Dermatology and Dermatologic Diseases

ISSN: 2376-0427

Open Access

Vitiligo and Associated Autoimmune Diseases in Zagazig University Hospitlas, Sharkia Governate, Egypt


Enayat Attwa, Ahmad Nofal, Mohamed H Khater, Khaled Gharib and Nglaa Khalifa

Although the pathogenesis of vitiligo is not yet fully understood, the autoimmune hypothesis is the most commonly accepted. The aim of this study was to study the frequency of autoimmune diseases in a group of Egyptian patients with vitiligo compared with control. This study involved 50 Egyptian patients with vitiligo and 50 healthy subjects as control group.
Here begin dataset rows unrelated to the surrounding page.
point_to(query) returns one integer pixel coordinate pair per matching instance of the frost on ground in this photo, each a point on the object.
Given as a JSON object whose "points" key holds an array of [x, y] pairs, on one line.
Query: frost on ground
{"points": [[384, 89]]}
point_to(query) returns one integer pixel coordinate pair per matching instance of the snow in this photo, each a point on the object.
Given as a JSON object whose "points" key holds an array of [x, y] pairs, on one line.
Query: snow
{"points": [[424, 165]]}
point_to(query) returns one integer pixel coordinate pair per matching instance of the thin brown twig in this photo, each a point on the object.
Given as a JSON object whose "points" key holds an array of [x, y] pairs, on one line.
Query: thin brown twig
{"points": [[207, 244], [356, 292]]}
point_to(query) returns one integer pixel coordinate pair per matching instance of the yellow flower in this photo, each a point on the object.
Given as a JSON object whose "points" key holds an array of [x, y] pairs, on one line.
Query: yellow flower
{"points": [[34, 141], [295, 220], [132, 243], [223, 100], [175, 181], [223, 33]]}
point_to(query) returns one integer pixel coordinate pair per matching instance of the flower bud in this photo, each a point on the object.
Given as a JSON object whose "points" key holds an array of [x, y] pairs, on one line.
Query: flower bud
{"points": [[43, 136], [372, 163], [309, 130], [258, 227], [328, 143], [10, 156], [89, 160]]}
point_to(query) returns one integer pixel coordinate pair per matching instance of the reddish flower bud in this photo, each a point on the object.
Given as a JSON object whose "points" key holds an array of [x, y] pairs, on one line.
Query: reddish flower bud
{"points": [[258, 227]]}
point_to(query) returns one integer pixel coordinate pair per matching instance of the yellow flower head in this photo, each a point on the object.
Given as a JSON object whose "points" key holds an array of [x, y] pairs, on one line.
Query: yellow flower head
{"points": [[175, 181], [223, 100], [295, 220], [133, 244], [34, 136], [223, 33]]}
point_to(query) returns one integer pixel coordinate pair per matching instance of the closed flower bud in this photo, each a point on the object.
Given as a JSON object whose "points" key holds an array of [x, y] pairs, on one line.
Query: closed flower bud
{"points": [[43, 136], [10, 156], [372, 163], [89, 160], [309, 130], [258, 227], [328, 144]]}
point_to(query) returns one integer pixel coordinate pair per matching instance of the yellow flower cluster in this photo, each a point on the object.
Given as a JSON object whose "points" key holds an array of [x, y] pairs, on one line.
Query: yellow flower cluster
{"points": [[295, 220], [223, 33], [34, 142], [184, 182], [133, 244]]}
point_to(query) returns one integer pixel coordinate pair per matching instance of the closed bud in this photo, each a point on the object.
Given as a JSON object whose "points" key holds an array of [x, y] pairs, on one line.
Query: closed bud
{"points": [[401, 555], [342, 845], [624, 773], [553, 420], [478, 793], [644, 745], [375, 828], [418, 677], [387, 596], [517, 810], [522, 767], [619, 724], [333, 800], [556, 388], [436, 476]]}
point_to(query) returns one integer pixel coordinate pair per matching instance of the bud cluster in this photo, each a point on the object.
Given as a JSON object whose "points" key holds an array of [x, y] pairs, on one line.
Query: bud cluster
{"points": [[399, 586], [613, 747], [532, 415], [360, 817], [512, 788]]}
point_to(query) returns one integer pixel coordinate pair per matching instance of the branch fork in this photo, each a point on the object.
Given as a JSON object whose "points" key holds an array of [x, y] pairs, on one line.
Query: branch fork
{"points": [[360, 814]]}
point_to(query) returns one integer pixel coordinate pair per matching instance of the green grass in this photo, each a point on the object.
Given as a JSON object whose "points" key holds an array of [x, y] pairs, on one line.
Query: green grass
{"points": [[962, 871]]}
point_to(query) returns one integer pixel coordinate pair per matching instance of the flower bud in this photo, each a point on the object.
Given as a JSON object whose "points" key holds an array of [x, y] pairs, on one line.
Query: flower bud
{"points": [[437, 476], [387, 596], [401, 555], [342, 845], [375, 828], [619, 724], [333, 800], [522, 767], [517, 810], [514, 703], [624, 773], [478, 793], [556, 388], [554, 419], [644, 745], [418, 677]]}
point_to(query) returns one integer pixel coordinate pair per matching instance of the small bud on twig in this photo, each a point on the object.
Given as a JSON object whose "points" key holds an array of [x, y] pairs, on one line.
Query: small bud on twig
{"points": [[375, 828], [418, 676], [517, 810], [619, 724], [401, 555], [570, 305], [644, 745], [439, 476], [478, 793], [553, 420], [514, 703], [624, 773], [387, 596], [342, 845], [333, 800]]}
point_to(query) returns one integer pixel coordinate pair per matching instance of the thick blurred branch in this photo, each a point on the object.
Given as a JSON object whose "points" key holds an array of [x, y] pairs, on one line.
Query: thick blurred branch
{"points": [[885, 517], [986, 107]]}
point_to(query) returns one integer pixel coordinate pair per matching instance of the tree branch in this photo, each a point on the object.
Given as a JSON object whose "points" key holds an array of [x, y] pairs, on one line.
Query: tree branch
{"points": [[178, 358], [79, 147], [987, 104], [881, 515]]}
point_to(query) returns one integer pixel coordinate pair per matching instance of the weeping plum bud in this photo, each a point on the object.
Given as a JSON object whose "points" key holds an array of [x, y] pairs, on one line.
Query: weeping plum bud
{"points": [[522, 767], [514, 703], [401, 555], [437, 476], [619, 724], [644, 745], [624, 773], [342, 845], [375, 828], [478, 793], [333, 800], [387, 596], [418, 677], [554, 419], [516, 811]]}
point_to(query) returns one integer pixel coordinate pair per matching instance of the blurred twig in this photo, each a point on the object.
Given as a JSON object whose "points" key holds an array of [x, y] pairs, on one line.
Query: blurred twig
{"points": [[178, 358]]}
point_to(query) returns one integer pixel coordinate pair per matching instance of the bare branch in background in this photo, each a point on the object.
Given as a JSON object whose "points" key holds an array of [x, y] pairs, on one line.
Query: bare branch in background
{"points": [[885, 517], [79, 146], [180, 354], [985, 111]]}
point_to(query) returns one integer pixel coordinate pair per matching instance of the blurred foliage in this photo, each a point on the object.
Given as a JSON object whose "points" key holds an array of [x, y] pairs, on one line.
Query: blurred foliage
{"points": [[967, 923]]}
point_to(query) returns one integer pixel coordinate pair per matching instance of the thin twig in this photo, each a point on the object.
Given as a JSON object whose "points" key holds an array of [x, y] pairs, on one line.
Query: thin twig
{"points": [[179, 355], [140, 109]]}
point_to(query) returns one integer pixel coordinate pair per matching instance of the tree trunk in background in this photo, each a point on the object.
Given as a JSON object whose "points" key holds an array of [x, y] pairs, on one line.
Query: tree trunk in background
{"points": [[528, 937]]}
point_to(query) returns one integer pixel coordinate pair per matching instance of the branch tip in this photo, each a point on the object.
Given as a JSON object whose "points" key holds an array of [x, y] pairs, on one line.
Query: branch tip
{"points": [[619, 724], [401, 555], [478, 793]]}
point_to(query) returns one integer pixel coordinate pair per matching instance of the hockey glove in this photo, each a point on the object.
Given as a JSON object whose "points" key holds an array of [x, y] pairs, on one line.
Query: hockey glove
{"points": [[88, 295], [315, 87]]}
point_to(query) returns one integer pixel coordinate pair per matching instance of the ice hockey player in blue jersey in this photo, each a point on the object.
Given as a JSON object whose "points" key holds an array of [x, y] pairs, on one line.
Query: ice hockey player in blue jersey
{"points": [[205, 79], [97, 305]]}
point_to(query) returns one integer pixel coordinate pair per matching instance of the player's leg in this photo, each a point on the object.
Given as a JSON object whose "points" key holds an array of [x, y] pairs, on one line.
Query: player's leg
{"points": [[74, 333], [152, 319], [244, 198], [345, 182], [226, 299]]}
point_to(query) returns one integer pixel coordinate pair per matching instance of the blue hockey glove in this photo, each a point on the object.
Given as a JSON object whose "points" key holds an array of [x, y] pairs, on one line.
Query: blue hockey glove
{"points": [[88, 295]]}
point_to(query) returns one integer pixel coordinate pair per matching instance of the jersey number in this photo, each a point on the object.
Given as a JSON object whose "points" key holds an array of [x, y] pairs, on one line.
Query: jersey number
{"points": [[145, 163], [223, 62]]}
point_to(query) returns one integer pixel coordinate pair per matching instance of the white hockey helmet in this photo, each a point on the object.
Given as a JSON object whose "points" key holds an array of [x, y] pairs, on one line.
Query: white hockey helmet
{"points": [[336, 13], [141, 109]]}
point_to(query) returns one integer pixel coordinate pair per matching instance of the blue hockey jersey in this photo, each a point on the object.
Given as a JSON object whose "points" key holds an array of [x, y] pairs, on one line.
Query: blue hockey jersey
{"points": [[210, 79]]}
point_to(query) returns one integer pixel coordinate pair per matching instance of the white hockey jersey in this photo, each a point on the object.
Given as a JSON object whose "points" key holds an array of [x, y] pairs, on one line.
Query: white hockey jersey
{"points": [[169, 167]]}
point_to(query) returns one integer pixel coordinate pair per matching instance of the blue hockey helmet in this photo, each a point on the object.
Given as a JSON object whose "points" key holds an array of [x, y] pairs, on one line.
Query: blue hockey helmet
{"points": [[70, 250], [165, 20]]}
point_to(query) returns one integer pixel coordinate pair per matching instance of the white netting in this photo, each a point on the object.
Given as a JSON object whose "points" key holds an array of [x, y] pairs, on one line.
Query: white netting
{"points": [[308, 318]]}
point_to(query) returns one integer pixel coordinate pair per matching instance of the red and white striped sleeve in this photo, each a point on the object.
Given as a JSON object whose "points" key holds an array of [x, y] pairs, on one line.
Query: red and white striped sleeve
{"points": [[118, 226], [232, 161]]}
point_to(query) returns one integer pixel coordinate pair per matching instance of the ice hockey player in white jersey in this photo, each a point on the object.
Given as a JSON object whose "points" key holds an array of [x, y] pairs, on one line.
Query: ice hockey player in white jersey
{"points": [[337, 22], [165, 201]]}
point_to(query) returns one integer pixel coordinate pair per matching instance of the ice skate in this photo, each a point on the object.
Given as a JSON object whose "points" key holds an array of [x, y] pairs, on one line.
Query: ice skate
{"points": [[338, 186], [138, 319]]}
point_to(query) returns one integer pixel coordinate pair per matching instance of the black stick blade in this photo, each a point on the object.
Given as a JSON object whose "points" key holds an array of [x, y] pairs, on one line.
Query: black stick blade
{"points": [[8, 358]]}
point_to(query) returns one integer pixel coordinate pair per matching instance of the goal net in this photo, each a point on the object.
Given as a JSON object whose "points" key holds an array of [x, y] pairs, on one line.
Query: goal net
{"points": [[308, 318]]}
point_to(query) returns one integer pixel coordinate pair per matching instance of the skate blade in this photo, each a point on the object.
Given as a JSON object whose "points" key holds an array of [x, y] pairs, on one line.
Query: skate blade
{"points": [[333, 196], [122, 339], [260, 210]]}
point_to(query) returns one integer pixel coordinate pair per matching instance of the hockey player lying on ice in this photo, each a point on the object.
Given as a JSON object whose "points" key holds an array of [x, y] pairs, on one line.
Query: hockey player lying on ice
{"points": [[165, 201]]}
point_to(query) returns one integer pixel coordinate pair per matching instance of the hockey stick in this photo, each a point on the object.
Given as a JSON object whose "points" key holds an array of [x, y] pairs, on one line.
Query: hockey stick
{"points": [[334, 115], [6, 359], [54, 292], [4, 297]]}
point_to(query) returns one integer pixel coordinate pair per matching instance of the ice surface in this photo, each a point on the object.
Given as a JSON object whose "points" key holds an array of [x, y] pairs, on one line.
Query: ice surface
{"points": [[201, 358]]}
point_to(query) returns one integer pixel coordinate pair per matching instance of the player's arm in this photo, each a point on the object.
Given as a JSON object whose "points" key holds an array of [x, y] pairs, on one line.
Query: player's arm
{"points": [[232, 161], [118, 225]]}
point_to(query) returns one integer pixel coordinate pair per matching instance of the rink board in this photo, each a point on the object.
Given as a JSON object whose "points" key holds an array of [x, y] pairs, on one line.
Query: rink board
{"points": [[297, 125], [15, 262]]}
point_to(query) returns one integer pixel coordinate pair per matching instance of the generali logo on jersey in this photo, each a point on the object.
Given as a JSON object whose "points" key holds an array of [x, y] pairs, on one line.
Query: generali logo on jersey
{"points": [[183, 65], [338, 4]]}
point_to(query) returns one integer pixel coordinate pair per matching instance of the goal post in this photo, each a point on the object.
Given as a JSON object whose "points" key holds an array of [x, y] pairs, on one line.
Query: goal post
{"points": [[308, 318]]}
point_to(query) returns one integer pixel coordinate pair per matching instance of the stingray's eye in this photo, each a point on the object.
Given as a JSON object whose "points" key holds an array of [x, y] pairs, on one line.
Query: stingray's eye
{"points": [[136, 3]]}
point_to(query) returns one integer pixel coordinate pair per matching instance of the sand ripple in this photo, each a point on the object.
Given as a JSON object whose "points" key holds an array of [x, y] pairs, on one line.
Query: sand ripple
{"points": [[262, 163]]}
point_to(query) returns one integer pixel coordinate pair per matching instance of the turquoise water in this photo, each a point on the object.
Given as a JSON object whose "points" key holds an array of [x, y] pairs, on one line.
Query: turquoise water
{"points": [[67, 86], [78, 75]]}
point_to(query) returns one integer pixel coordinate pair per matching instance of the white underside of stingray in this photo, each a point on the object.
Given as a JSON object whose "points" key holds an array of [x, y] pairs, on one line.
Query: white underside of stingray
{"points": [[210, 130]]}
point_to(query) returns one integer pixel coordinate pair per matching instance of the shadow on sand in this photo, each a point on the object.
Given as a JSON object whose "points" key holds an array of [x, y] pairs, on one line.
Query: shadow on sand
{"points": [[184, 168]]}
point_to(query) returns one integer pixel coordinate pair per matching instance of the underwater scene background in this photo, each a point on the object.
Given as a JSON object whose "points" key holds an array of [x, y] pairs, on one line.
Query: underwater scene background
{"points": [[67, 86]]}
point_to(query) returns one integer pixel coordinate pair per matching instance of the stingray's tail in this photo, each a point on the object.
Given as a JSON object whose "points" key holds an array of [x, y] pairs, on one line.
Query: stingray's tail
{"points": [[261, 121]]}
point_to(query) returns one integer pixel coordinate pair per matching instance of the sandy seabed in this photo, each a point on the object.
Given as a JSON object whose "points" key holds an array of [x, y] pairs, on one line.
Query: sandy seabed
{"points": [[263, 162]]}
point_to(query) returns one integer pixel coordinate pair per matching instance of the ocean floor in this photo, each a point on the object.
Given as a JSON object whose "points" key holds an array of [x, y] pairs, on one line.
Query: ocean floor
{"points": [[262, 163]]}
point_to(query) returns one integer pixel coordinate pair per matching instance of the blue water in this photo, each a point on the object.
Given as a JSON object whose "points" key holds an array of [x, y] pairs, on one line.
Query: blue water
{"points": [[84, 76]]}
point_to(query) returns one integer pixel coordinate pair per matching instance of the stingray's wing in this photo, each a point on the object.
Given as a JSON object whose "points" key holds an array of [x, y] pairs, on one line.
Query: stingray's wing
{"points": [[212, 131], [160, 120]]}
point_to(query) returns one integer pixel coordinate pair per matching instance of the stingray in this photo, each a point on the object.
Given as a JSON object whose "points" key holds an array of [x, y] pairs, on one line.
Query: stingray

Patients should be made aware of signs and symptoms that suggest the onset of thyroid dysfunction, diabetes, or other autoimmune disease. If signs or symptoms occur, appropriate tests were performed. Screenings for thyroid disease were through evaluation of thyroid antibodies (anti-thyroidperoxidase, anti-thyroglobulin antibody), serum thyrotropin (TSH), free tri-iodothyronine (T3) and free thyroxine (T4). Screening for diabetes was done with fasting blood glucose or glycosylated hemoglobin testing. A complete blood count with indices helped rule out anemia. Antinuclear antibody screening was also done. Screening for celiac disease, IgA anti-glutaminase antibody was measured. The frequencies of autoimmune disorders were significantly elevated in vitiligo patients: vitiligo itself, autoimmune thyroid disease (particularly hypothyroidism), alopecia areata, pernicious anaemia, adult-onset type 1 diabetes mellitus, psoriasis and probably inflammatory bowel disease. These associations indicate that vitiligo shares common genetic aetiologic links with these other autoimmune disorders.